Gastrointestinal irritation, nervousness, trembling, staggering, coldness of the extremities, slow heartbeat and eventually coma and death.
Respiratory stimulants may be used advantageously. Intestinal protectives are suggested.
Large, robust, annual (in the south) or perennial (in tropics and subtropics), woody herb, to 3 m tall. Leaves alternate, up to 40 cm long, simple, palmately 7 to 9 lobed, serrate with gland-tipped teeth. Flowers green, inconspicuous; staminate flowers near the base and pistillate flowers mostly near the top of a small panicle. Fruit a three-lobed capsule with a soft, spiny exterior, 1.5 to 2 cm long; seeds three per capsule, resembling a female tick, shiny, grayish-brown mottled with reddish-brown, 10 mm long and 6 to 7 mm wide. Found throughout our area; cultivated and occasionally escaping and persisting in pinelands, waste places and roadsides.
The poisonous principle is a phytotoxin called ricin. The plant is commonly planted in vegetable gardens in the southeast as an ornamental. Horses are most susceptible to poisoning but all livestock and humans can be affected. All parts of the plant are toxic, especially the seeds. Toxicity is seen most often in spring and summer.

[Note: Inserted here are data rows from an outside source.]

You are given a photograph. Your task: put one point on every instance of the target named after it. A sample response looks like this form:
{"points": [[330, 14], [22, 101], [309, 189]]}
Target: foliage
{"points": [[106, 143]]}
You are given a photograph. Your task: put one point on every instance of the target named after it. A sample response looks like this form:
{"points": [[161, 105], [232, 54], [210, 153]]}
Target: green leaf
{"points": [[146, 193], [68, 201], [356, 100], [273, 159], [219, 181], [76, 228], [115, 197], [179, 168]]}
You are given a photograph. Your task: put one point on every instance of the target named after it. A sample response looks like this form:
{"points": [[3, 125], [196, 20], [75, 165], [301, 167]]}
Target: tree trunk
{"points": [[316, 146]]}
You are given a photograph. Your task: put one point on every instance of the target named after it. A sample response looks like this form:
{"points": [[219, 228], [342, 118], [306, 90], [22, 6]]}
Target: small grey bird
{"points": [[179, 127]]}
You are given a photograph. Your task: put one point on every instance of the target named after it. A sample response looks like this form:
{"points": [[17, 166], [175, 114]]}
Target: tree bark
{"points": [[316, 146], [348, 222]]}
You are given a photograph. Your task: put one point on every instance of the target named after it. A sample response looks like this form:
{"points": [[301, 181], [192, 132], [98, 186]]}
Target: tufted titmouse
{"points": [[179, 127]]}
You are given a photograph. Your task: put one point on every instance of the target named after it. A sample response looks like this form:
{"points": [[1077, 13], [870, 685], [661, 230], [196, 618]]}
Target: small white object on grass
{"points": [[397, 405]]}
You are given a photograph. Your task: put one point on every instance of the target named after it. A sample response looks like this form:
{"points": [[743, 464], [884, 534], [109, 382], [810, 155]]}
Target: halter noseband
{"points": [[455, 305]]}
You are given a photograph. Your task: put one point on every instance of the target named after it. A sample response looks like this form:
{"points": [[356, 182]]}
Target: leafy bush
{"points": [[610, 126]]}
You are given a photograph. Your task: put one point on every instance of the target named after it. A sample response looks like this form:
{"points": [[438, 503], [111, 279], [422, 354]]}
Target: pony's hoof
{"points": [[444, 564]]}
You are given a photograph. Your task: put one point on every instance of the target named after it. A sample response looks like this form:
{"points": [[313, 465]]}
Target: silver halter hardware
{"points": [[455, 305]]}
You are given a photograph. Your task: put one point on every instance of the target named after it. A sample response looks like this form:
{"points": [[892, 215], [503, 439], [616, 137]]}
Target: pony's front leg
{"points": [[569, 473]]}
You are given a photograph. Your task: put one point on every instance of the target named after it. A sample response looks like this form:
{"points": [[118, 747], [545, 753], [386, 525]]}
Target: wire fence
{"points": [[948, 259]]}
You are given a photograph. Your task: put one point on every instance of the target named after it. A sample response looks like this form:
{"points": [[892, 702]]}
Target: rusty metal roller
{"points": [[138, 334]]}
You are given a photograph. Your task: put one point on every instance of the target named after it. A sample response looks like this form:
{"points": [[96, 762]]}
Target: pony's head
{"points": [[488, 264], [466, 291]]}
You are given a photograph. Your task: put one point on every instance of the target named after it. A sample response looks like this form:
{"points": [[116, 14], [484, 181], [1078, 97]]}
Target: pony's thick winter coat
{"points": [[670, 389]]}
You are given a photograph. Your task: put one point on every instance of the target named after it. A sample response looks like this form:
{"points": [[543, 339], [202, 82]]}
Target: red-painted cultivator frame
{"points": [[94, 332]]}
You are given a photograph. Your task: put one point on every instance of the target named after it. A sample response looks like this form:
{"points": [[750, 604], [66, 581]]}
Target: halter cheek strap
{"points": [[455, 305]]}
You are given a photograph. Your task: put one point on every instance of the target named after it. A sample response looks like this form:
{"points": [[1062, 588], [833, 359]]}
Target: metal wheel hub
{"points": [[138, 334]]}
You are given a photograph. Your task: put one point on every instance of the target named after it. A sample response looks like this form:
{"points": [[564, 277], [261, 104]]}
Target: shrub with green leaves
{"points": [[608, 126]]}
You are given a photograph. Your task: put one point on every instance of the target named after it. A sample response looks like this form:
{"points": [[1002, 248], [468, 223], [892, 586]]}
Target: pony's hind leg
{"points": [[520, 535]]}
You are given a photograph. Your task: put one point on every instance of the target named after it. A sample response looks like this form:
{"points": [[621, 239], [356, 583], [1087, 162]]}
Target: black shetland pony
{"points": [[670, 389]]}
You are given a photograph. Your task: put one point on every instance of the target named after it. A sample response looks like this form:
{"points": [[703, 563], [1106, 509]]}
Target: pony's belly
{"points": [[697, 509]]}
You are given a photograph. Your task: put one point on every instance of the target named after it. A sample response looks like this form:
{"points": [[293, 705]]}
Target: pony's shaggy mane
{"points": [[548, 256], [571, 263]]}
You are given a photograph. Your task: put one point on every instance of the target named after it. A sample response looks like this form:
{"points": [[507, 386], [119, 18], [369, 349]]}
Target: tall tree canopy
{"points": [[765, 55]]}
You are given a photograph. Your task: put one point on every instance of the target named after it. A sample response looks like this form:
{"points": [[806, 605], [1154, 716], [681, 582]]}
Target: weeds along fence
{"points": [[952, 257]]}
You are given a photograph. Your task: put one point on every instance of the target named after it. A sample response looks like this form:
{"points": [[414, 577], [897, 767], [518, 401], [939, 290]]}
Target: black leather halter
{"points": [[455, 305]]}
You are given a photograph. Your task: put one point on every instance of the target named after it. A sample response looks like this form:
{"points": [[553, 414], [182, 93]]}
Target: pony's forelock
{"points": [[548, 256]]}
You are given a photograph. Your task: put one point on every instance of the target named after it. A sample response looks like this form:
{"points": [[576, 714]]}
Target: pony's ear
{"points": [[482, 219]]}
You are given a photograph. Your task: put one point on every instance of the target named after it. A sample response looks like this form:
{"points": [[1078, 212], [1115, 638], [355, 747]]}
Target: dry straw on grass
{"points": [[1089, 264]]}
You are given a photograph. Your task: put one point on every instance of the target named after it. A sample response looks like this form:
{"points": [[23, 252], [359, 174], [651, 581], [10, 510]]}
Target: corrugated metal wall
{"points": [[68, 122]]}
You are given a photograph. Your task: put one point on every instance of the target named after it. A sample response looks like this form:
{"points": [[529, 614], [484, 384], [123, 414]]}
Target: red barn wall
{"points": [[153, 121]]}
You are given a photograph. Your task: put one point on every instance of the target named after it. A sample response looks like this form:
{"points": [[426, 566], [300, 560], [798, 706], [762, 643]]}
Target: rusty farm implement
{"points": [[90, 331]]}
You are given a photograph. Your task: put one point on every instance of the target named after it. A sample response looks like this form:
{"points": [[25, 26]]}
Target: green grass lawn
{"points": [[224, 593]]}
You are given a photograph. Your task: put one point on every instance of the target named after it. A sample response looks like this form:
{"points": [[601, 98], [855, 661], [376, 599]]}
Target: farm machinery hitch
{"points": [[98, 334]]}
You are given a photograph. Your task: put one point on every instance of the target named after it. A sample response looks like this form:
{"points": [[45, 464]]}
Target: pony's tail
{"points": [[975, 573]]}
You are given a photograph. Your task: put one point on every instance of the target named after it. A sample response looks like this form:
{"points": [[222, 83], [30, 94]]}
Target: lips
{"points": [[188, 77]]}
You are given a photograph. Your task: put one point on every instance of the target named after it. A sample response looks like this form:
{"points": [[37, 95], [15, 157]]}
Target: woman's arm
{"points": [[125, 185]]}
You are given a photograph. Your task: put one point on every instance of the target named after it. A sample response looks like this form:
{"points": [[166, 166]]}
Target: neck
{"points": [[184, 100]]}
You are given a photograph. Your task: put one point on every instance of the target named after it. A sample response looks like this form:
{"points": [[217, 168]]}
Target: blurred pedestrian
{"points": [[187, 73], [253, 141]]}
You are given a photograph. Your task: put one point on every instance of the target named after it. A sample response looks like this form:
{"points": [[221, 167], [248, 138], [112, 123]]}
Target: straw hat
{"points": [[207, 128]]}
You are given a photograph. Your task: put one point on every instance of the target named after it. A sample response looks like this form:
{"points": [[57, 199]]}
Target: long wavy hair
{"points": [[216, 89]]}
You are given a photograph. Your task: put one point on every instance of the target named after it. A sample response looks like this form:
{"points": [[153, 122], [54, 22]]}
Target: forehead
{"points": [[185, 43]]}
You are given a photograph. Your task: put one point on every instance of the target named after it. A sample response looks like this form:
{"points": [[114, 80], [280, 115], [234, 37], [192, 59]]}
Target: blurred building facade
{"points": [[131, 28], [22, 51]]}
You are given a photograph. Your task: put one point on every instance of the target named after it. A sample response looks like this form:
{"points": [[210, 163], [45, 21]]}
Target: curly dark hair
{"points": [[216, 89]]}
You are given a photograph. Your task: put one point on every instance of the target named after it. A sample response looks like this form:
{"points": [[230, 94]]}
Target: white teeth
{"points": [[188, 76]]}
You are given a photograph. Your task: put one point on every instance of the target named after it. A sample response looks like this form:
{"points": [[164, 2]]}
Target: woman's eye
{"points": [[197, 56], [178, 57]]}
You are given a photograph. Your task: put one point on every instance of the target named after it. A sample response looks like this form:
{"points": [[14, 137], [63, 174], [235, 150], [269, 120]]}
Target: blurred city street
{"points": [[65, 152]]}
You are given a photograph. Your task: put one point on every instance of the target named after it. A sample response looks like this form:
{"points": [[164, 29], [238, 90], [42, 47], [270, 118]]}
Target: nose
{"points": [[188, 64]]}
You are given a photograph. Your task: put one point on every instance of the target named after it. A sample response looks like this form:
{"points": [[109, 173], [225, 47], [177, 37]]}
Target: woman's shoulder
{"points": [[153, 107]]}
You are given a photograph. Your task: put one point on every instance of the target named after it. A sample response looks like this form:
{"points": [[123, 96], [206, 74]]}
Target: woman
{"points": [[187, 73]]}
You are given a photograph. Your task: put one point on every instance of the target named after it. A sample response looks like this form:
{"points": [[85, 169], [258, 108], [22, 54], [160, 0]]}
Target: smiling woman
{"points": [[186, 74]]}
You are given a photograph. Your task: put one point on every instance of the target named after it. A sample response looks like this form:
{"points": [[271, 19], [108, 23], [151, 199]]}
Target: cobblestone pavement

Animals are most often poisoned when feed grains have become contaminated with the castor bean seeds. Symptoms appear several hours to several days after consuming the toxin depending upon the amount consumed. Violent purgation in the form of straining and bloody diarrhea is the classical sign. Other signs are dullness, abdominal pain, weakness, trembling and incoordination.
Intestinal protectives in large amounts, administered by stomach tube is necessary. If dehydrated, large amounts of intravenous fluids assist in recovery.